OptionEntity below. No special points aren't in this entity. I would like only @Version annotation on version property and also List<MyEntity> instead of Collection<MyEntity>.

@javax.persistence.Table(name = "OPTION", schema = "PUBLIC", catalog = "PUBLIC")
@Entity
public class OptionEntity {
    private Long version;

    @javax.persistence.Column(name = "VERSION")
    @Basic
    public Long getVersion() {
        return version;
    }

    public void setVersion(Long version) {
        this.version = version;
    }

    private String property;

    @javax.persistence.Column(name = "PROPERTY")
    @Id
    public String getProperty() {
        return property;
    }

    public void setProperty(String property) {
        this.property = property;
    }

    @Override
    public boolean equals(Object o) {
        //equals
    }

    @Override
    public int hashCode() {
        //hashcode
    }

    private Collection<MyEntity> myByProperty;

    @OneToMany(mappedBy = "optionByProperty")
    public Collection<MyEntity> getMyByProperty() {
        return myByProperty;
    }

    public void setMyByProperty(Collection<MyEntity> myByProperty) {
        this.myByProperty = myByProperty;
    }
}

What option is the most proper and less problematic? The one that I have described or the one that pasted?


回答1:


get rid of property private String lang;/private String property; it is already defined by the manytoone. you also don't need a class for the primary key of MyEntity. MyEntity can be its own id class with the two properties qwerty and option as its key-property, key-manytoone.




回答2:


Check out JPA 2.0 examples using derived Ids: http://wiki.eclipse.org/EclipseLink/Examples/JPA/2.0/DerivedIdentifiers which seem to be what you are after.

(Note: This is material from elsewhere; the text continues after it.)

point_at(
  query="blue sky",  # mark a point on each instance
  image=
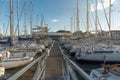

In JPA, you do not need an embeddedId for your ids, but if using a composite PK, you do need a class to hold the multiple values that make up the pk. Instances of this class are passed to the em.find method, and it can be either an EmbeddedId or a PKClass. I prefer using PKClass myself, but its up to you - using an embedded just places the fields within the embeddedable class, so you use the embedded object to set the mappings and access the values. If using a pkClass, you do not need the fields/properties annotated within it since they are accessed and mapped within the entity directly.